Barclays has announced a net profit of £1.78bn ($2.2bn) for the first quarter, beating expectations and marking a 27% increase year-on-year. The consensus Reuters poll of analysts had forecast net profit at £1.432bn. The bank’s consumer, cards and payments division led on income, increasing 47%, while corporate and investment banking grew by just 1%. Barclays said this was partly due to the acquisition of Gap’s credit card portfolio. Its UK business saw income rise by 19% due to improved net interest income. Barclays also reported £500m in credit impairment charges.

Barclays shares rose by 4.3% at 8:55 a.m. in London following the announcement. Jefferies analysts said the “robust” results suggested there was scope for consensus upgrades, with “not a lot to nitpick”. Barclays CEO C. S. Venkatakrishnan said in a statement that the bank “remains on track to deliver its 2023 targets, with all performance metrics in line with or ahead of guidance”.

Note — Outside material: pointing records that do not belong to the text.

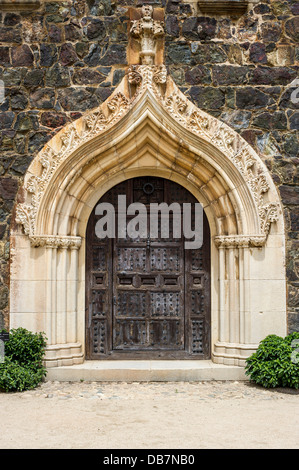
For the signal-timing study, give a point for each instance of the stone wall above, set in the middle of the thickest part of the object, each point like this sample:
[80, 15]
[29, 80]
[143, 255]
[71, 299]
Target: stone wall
[67, 57]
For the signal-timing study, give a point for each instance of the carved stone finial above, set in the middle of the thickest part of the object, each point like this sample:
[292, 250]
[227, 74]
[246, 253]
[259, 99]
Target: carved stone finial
[147, 30]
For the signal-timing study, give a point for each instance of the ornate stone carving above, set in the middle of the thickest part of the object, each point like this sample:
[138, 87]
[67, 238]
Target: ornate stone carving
[147, 30]
[141, 79]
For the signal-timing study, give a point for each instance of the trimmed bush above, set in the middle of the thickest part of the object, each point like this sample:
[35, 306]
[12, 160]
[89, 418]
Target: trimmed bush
[276, 362]
[23, 368]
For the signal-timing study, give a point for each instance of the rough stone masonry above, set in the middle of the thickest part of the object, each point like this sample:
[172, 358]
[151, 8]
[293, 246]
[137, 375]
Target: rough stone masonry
[62, 58]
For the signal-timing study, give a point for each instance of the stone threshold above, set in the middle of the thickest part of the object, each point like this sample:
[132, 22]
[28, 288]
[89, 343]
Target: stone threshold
[146, 371]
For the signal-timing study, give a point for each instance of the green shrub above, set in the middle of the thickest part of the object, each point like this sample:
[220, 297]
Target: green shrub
[23, 368]
[275, 363]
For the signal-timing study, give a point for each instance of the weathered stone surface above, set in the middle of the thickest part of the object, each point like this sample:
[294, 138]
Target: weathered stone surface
[53, 119]
[78, 99]
[270, 31]
[21, 56]
[69, 56]
[230, 75]
[18, 99]
[57, 77]
[4, 56]
[276, 120]
[115, 54]
[207, 97]
[257, 53]
[6, 120]
[42, 98]
[198, 75]
[294, 121]
[262, 75]
[26, 121]
[48, 54]
[251, 98]
[178, 53]
[34, 78]
[96, 30]
[87, 77]
[289, 194]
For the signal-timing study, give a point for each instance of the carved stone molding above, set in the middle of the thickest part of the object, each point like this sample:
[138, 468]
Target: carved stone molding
[146, 30]
[19, 5]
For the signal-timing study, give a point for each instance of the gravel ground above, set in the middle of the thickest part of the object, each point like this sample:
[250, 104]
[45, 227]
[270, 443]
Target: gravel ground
[158, 415]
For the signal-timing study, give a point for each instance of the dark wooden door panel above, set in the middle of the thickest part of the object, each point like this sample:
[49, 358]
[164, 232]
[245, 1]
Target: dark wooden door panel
[147, 298]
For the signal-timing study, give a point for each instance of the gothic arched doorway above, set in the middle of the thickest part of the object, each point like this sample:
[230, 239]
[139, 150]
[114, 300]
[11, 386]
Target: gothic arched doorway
[147, 297]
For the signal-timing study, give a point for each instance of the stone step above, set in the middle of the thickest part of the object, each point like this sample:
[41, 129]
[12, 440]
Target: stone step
[146, 371]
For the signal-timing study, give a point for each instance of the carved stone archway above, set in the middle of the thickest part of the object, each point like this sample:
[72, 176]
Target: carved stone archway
[148, 127]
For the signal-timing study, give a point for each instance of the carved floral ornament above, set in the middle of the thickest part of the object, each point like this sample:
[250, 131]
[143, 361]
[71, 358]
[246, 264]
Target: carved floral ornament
[152, 79]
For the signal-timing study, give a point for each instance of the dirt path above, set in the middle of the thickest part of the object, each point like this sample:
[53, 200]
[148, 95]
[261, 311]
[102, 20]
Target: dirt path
[225, 415]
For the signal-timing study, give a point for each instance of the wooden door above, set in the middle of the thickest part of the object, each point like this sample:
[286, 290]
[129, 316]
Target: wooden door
[147, 297]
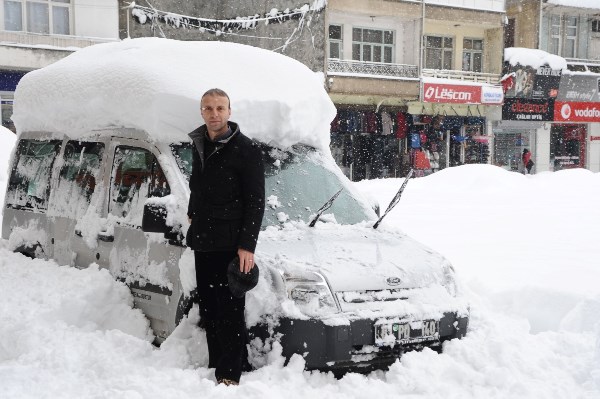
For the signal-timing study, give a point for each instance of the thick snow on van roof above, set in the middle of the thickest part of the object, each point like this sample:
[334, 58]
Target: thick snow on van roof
[156, 84]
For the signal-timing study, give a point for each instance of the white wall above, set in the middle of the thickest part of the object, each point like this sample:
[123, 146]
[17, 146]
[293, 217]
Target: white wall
[541, 152]
[96, 18]
[493, 5]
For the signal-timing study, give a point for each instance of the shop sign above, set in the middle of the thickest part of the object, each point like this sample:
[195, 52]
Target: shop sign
[579, 88]
[522, 109]
[492, 95]
[528, 82]
[446, 93]
[576, 111]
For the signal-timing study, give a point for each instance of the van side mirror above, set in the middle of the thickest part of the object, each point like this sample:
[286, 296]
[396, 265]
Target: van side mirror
[154, 219]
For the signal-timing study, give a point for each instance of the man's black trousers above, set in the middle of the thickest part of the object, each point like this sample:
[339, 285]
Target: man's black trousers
[221, 314]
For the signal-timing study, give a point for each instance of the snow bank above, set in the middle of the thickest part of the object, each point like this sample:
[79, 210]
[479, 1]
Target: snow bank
[524, 246]
[533, 57]
[156, 84]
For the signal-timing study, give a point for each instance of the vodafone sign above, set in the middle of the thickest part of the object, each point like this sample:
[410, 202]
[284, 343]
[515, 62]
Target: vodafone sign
[576, 111]
[461, 94]
[445, 93]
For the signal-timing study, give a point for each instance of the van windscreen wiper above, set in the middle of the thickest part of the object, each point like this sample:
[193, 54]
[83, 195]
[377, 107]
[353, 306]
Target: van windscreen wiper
[325, 206]
[396, 198]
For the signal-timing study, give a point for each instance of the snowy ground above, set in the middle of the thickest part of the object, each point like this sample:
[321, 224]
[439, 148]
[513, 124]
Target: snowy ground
[525, 248]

The results follow a difficult period for the global banking industry that saw the collapse of US-based Silicon Valley Bank and several other regional lenders in early March and the rapid takeover of Credit Suisse by Swiss rival UBS. Barclays’ strong results contrasted with Deutsche Bank’s first-quarter results, announced on Thursday, which showed a net profit of €1.158bn ($1.28bn), above a consensus forecast of €864.54m. Deutsche Bank’s report nevertheless showed a fall in deposits over the quarter.

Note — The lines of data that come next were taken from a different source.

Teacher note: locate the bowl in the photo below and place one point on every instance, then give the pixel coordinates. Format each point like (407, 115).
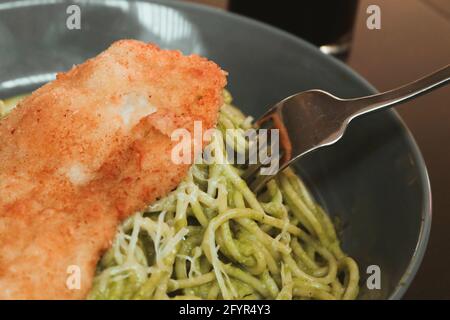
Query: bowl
(374, 181)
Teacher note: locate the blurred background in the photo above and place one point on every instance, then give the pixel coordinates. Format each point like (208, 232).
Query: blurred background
(414, 40)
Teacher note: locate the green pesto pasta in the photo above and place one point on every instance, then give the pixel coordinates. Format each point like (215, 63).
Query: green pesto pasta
(213, 238)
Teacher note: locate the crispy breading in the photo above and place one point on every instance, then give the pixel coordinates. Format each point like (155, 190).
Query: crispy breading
(87, 150)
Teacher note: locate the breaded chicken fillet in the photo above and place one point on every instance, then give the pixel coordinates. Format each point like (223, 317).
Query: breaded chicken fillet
(86, 151)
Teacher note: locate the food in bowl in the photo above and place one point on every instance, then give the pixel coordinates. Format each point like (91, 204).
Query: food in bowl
(210, 238)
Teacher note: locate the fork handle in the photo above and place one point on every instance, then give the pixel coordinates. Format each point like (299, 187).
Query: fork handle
(360, 106)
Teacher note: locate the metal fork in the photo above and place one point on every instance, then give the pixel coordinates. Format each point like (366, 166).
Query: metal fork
(313, 119)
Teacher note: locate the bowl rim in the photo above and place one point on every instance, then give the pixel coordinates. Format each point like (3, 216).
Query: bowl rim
(426, 216)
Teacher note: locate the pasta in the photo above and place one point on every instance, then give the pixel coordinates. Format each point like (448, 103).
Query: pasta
(213, 238)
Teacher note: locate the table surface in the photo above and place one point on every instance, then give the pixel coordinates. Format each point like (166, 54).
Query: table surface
(414, 40)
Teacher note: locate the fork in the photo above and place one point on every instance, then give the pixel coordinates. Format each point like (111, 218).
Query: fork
(314, 119)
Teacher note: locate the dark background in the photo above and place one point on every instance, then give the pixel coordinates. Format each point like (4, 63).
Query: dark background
(414, 40)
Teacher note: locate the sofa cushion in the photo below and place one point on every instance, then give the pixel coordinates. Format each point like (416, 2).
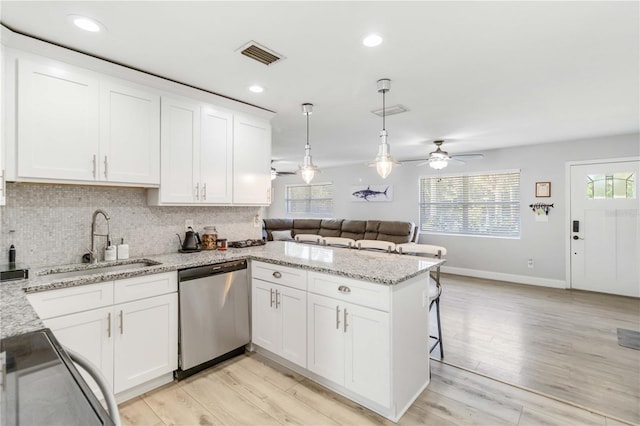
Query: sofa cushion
(353, 229)
(276, 225)
(397, 232)
(330, 227)
(306, 226)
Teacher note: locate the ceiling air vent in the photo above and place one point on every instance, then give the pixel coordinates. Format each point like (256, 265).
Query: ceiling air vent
(260, 53)
(395, 109)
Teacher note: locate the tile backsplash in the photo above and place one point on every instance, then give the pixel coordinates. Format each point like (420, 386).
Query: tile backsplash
(51, 224)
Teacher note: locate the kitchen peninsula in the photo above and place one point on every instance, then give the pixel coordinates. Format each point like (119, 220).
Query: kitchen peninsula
(366, 313)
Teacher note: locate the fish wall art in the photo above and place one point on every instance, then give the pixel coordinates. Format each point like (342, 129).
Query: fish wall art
(371, 193)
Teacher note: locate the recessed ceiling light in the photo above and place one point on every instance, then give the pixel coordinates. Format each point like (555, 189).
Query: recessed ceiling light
(86, 24)
(372, 40)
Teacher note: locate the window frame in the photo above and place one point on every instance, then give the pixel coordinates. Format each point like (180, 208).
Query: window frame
(517, 203)
(308, 213)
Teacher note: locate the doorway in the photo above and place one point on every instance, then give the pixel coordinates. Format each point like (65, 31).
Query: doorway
(605, 227)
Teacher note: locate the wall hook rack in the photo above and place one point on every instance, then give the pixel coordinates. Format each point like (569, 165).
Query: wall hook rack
(541, 206)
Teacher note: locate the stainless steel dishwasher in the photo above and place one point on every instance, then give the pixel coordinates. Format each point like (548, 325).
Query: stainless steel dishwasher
(214, 315)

Market watchers are now focusing on US banks after First Republic revealed heavier-than-expected deposit outflows in the first quarter, with its stock dropping to a record low. However, Barclays appears to be weathering the storm and remaining optimistic. “The momentum across the group allows us to maintain a robust capital position, deliver attractive returns to shareholders, and support our customers and clients through an uncertain economic environment,” Venkatakrishnan said.